Photo-Illustration: SelectAll; Photos: Microzoa/Getty Images; Apple

Apple’s AirPods have surprised people in a lot of ways. Despite early worries, they stay put in your ears firmly, and are surprisingly easy to use compared to the hassle of Bluetooth — tap them once against your iPhone, and you’re paired. They’re (to my eyes) surprisingly non-dorky, whether that’s just by dint of their ubiquity here in NYC or Apple’s still best-in-class design. And, compared to the competition, they’re surprisingly affordable — AirPods aren’t cheap at $160, but many other wireless earbuds easily run $300.

But most of all, they’ve been a surprise hit — not even Apple seemed prepared for just how many people would want to buy them; they were forced to speed up their supply chain this past summer as they still weren’t meeting latent demand.

The one thing not surprising about the AirPod is the sound. It’s serviceable, and certainly better than the sound you get out of a pair of wired Lightning headphones included with iPhones after the iPhone 7. But they’re small, wireless headphones without huge drivers, and they sound like it. Sound can get muzzy on a loud subway car or airplane flight, and even in a quiet room it’s not the textured, responsive sound that would make any audiophile take notice. Unlike the impressive sound of the HomePod, the AirPod is good enough, and does enough other things well enough to get it across the finish line. But Apple has never really been a company about “good enough.”

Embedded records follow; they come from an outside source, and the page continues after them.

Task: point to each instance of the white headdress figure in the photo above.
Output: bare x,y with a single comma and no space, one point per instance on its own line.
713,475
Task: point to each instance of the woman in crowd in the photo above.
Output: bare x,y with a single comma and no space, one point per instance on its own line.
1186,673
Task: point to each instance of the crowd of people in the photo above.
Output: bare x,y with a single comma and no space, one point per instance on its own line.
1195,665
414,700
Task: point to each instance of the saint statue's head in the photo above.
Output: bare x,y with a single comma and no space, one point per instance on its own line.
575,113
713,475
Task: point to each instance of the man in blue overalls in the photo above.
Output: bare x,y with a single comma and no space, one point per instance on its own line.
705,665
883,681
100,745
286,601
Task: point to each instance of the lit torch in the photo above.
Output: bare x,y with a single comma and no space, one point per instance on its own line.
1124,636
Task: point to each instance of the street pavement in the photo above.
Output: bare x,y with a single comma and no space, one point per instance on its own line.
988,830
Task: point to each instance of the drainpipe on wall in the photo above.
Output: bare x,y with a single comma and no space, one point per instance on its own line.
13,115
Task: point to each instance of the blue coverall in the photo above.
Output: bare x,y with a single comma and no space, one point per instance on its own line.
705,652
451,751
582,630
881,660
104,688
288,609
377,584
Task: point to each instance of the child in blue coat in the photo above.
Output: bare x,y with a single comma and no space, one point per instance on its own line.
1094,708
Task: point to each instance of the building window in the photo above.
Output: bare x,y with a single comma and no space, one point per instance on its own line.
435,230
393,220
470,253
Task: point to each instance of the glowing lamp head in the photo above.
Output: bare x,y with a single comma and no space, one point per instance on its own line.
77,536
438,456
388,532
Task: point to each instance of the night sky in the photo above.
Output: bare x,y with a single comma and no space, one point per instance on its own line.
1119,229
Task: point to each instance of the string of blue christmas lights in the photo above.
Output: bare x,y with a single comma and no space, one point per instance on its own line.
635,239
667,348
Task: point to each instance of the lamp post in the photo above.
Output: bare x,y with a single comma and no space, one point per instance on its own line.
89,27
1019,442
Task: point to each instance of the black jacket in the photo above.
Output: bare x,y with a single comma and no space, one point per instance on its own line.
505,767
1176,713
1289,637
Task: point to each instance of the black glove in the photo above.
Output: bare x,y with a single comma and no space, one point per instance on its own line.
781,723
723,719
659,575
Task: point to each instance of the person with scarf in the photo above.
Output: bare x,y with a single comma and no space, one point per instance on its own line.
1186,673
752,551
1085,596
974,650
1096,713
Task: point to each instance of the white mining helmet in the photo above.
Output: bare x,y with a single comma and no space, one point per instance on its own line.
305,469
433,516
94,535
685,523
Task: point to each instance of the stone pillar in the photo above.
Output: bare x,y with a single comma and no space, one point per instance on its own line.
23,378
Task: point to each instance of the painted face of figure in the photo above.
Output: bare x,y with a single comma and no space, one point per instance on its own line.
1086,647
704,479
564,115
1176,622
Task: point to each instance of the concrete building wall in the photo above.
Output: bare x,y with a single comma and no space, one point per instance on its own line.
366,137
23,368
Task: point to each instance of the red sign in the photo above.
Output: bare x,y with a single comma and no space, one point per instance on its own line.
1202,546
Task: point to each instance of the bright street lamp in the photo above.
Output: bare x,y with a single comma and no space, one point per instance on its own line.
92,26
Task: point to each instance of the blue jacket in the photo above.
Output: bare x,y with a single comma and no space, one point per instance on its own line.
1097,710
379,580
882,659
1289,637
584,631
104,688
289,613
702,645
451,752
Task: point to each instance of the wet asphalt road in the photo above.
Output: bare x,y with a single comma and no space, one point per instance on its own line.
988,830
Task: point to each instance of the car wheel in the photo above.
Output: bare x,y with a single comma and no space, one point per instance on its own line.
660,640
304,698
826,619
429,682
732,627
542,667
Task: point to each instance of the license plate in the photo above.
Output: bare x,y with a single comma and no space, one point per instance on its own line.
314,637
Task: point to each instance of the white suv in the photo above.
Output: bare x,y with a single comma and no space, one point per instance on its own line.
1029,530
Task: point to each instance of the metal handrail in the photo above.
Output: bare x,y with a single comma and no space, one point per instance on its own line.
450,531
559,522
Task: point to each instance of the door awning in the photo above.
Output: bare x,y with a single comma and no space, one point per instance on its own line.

In fact, per Bloomberg’s Mark Gurman, Apple wants to make to make a pair of headphones that sound a whole lot more like the HomePod, creating noise-canceling, wireless, over-the-ear headphones that may hit store shelves by the holiday season, likely using the W2 to create the same seamless pairing user experience you get with the AirPod and the HomePod. No word on what the final price on these would be, though high-end, noise-canceling headphones usually start at $300 and can easily hit $500 or higher.

Apple watchers might be raising their eyebrows at the idea of Apple making an over-the-ear headphone using its proprietary wireless chips, because Apple ostensibly already makes a noise-canceling, high-end headphone that use the W1 chip for an easy pairing experience: the Beats Studio3, which retail for $350. Then again, Apple dropped the Beats name when it integrated Beats Music and relaunched it as Apple Music in 2015.

But Beats Music was easy to kill off; it was hardly a household name or a fashion statement. The Beats headphone line, while looked down upon by some headphone snobs, has a lot of fans; it’s tough to imagine Apple kicking that name to the curb as well. So, what, exactly, does it call it this mysterious new high-end headphone? Our suggestion: HeadPods. (Apple, you have my number if you want to talk further.)